La lunghezza del corto è dovuta alla complessità dell’operazione o a una scelta  registica?

A ciò che mi avevano chiesto, al tempo e al fatto che non volevo pagare la tool, quindi la sfida é stata farlo con solo i tentativi a disposizione del free trial. Adesso ho acquistato e il nuovo progetto sarà lungo.

Come credi verrà accolto Love hurts? Lo fai girare nei festival?

Credo che una mia fortuna sia non crearmi aspettative e focalizzarmi sul lavoro. Ora sono focalizzato sulla distribuzione del mio lungometraggio, che é un film realizzato in maniera classica, che tratta un tema molto importante come le conseguenze psicologiche della pandemia, che stanno portando a questa follia collettiva sotto gli occhi di tutti. Ho iniziato a lavorarci all’inizio della pandemia e mi sono reso conto di aver intuito tutto ciò che sarebbe successo a venire, inclusa la guerra. Love Hurts é un test, ma può aiutare a produrre il passo successivo con l’intelligenza artificiale. Ho trovato altre soluzioni che si adattano meglio a questo linguaggio e sto lavorando in quella direzione. Spero solo che il mio paese di origine metta da parte i doppi standard e mi dia la giusta esposizione. Con Andrea Biscaro e Matteo Stefani stiamo mettendo su una piattaforma dedicata.

Il futuro é nell’AI?

Come marxista dico che l’A.I sarà il futuro perché abbatte i costi di produzione, ma il cinema si nutre anche di altro…É sogno…

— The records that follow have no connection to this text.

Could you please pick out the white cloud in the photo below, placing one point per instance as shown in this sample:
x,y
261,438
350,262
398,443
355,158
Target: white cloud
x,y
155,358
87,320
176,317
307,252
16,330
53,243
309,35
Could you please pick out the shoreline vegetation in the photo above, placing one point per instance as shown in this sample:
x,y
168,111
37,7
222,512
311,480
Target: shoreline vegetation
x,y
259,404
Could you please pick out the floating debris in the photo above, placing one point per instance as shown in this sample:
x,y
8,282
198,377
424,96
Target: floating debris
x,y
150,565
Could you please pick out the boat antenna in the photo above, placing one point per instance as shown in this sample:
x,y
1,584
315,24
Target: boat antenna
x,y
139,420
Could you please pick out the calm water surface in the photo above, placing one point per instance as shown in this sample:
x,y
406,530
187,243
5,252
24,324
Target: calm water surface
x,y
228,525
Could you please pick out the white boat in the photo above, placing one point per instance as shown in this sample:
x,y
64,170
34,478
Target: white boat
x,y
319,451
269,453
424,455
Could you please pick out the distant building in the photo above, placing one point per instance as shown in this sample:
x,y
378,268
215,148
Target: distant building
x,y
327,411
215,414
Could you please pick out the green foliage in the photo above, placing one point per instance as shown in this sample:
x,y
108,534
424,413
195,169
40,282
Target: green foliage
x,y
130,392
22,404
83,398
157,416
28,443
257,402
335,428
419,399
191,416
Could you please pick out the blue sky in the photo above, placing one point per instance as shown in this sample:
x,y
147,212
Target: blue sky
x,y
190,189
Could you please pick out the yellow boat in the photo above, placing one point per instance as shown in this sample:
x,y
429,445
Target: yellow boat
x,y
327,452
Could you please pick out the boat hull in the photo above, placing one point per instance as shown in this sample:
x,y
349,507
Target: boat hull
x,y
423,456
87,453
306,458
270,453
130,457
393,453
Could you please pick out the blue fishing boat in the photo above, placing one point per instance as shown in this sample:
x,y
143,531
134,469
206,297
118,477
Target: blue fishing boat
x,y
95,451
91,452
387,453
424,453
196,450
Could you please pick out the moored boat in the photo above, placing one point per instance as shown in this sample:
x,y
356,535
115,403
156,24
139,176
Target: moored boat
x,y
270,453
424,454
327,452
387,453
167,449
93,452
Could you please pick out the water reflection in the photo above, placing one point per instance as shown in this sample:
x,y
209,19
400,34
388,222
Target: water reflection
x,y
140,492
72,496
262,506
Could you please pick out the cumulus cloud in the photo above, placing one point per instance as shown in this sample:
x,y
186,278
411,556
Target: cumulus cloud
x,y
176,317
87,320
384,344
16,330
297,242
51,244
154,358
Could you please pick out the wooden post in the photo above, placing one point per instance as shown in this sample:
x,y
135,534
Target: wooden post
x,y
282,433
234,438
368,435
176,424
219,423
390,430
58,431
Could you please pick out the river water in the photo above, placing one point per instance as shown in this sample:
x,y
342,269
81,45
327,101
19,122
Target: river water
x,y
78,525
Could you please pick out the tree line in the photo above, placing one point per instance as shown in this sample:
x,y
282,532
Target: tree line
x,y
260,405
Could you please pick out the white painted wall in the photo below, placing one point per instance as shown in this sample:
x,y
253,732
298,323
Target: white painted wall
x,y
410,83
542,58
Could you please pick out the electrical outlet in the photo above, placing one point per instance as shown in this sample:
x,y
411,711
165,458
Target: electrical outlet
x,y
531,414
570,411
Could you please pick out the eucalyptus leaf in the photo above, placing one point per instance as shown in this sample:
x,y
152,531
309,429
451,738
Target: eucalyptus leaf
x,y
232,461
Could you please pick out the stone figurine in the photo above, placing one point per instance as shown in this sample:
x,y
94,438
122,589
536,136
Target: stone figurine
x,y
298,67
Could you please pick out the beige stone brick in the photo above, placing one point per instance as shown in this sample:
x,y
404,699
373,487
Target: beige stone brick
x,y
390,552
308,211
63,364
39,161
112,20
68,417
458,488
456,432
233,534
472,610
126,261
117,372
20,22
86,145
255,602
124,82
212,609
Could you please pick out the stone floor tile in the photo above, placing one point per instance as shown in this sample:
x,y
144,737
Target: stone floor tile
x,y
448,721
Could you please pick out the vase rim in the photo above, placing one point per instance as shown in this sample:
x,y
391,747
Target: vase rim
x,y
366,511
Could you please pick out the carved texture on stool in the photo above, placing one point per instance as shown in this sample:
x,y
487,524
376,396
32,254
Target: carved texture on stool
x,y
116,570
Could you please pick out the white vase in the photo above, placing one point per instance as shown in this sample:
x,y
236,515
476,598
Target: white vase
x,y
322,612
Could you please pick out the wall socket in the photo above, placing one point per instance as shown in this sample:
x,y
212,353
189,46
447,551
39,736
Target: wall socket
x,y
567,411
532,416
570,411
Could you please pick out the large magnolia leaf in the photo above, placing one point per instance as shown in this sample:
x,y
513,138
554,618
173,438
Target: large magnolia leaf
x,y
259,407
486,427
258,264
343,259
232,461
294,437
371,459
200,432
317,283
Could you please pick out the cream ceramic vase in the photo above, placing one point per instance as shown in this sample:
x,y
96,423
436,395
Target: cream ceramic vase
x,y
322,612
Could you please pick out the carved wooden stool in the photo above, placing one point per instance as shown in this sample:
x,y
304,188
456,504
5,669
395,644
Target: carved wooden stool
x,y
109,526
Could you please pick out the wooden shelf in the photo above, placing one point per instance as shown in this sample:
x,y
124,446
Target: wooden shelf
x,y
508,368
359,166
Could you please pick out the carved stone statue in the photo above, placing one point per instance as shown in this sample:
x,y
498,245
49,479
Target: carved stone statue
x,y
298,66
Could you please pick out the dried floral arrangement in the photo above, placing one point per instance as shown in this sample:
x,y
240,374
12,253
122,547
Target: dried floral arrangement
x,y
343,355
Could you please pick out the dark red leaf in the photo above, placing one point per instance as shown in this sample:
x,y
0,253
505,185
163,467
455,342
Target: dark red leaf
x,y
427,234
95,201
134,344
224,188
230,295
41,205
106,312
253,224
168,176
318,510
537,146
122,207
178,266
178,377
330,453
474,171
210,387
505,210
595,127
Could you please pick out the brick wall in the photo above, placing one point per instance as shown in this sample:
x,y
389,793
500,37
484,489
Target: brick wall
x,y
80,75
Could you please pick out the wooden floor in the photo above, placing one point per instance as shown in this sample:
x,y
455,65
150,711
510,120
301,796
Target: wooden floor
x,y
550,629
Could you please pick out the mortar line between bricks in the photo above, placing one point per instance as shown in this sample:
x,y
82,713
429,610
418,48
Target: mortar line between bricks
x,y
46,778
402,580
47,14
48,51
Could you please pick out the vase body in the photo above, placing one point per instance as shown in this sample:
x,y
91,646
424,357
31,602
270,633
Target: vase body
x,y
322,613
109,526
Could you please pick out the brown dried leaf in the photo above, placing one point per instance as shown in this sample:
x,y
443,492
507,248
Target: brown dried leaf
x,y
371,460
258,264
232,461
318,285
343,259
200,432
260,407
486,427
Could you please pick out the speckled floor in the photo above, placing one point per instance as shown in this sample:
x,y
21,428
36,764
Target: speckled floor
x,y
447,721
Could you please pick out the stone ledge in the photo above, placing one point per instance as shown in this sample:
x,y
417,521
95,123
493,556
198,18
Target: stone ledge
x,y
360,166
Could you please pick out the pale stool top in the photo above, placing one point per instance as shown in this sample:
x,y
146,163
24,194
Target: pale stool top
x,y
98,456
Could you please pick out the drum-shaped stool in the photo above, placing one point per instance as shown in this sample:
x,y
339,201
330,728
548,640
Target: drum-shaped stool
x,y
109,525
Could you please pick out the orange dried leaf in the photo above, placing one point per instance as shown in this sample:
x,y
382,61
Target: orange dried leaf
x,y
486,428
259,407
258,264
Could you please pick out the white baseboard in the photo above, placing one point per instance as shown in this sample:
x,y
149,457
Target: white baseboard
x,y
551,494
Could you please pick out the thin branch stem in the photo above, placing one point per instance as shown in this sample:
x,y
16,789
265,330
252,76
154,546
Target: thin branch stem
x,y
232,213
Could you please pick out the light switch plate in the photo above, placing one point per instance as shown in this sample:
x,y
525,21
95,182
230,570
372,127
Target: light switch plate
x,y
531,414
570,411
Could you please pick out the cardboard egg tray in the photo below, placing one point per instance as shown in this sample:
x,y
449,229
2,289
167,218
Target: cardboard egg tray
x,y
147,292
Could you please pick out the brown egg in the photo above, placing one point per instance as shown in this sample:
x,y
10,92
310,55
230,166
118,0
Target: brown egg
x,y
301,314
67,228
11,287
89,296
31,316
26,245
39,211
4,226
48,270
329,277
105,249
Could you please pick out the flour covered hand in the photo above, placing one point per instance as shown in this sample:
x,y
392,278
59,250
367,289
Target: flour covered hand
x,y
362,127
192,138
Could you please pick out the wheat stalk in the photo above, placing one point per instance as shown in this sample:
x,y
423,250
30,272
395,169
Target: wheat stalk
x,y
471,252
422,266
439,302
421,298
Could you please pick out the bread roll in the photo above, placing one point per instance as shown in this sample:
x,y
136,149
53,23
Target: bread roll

Vivo e lavoro da più di dieci anni in Cina, ho una compagna russa nata prima della caduta dell’Unione Sovietica. Sono stato invitato professionalmente due volte in Nord Corea dove mi hanno concesso dei privilegi straordinari rispetto ad altri ospiti stranieri. Mi sembra di poter dire che qualcosa del marxismo l’ho imparata sul campo, che piaccia o no. E ho capito anche cosa non è. Esiste un’idea ideologica, romantica e astratta che non ne identifica la natura strutturale, che é una blockchain. La tecnologia é una forma evolutiva che rende le cose più semplici all’uomo, é l’intenzione che fa la differenza. Per esempio, amo molto, da regista, dirigere gli attori e lavorare con loro sul personaggio. Ho avuto il privilegio di lavorare con attori dal background professionale e culturale totalmente diverso, non ultimo Jodorowsky, ma anche un lama tibetano, oltre che performer da tutto il mondo. Questo non scomparirà. Questa idea che prendi uno e gli fai fare Marlon Brando, solo perché gli metti la faccia, é un’idea bislacca dei CEO di Netflix, Amazon e Apple, che di arte non sanno nulla. Così ogni step della produzione creativa. Non ci scandalizziamo per l’evoluzione dell’animazione, né per The Irishman, in cui si fa sostanzialmente ciò per cui protestano ora. Quindi é evidente che il problema sia venale e non creativo. Io credo che il male nel cinema sia che ne abusa troppa gente che del cinema non gliene può fregare di meno.